A book what I wrote

knightIt had to happen eventually. I decided it was time I nailed my colours to the mast and said what I actually think about consciousness in book form: and here it is (amazon.com, amazon.co.uk). The Shadow of Consciousness (A Little Less Wrong) has two unusual merits for a book about consciousness: it does not pretend to give the absolute final answer about everything; and more remarkable than that, it features no pictures at all of glowing brains.

Actually it falls into three parts (only metaphorically – this is a sturdy paperback product or a sound Kindle ebook, depending on your choice). The first is a quick and idiosyncratic review of the history of the subject. I begin with consciousness seen as the property of things that move without being pushed (an elegant definition and by no means the worst) and well, after that it gets a bit more complicated.

The underlying theme here is how the question itself has changed over time, and crucially become less a matter of intellectual justifications and more a matter of practical blueprints for robots. The robots are generally misconceived, and may never really work – but the change of perspective has opened up the issues in ways that may be really helpful.

The second part describes and solves the Easy Problem. No, come on. What it really does is look at the unforeseen obstacles that have blocked the path to AI and to a proper understanding of consciousness. I suggest that a series of different, difficult problems are all in the end members of a group, all of which arise out of the inexhaustibility of real-world situations. The hard core of this group is the classical non-computability established for certain problems by Turing, but the Frame Problem, Quine’s indeterminacy of translation, the problem of relevance, and even Hume’s issues with induction, all turn out to be about the inexhaustible complexity of the real world.

I suggest that the brain uses the pre-formal, anomic (rule-free) faculty of recognition to deal with these problems, and that that in turn is founded on two special tools; a pointing ability which we can relate to HP Grice’s concept of natural meaning, and a doubly ambiguous approach to pattern matching which is highlighted by Edelman’s analogy with the immune system.

The third part of the book tackles the Hard Problem. It flails around for quite a while, failing to make much sense of qualia, and finally suggests that in fact there is only one quale; that is, that the special vividness and particularity of real experience which is attributed to qualia is in fact simply down to the haecceity – the ‘thisness’ of real experience. In the classic qualia arguments, I suggest, we miss this partly because we fail to draw the correct distinction between existence and subsistence (honestly the point is not as esoteric as it sounds).

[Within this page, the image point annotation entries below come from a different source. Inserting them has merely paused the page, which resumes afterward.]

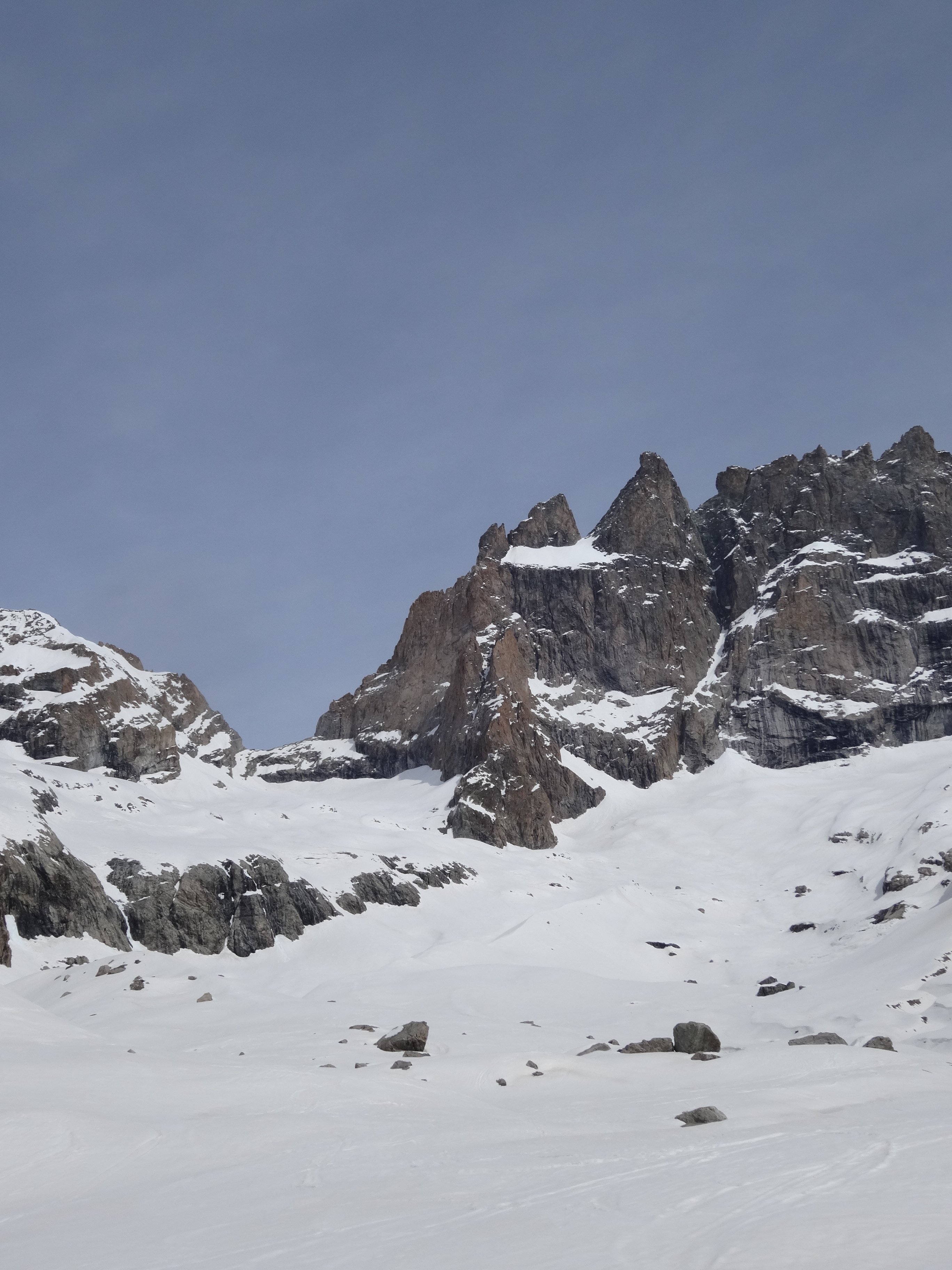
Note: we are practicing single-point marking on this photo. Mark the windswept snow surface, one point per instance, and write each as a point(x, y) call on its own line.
point(145, 1129)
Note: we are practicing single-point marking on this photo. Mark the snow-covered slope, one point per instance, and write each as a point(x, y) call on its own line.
point(214, 1133)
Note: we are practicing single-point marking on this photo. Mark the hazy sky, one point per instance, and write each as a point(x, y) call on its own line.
point(299, 298)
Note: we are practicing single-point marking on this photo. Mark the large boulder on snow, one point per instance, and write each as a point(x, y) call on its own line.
point(695, 1039)
point(412, 1037)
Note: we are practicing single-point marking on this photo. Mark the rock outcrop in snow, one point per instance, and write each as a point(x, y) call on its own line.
point(801, 614)
point(93, 705)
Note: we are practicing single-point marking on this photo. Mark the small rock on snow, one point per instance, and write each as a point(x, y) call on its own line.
point(412, 1037)
point(701, 1115)
point(657, 1046)
point(879, 1043)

Along the way I draw some conclusions about causality and induction and how our clerkish academic outlook may have led us astray now and then.

Not many theories have rated more than a couple of posts on Conscious Entities, but I must say I’ve rather impressed myself with my own perspicacity, so I’m going to post separately about four of the key ideas in the book, alternating with posts about other stuff. The four ideas are inexhaustibility, pointing, haecceity and reality. Then I promise we can go back to normal.

I’ll close by quoting from the acknowledgements…

… it would be poor-spirited of me indeed not to tip my hat to the regulars at Conscious Entities, my blog, who encouraged and puzzled me in very helpful ways.

Thanks, chaps. Not one of you, I think, will really agree with what I’m saying, and that’s exactly as it should be.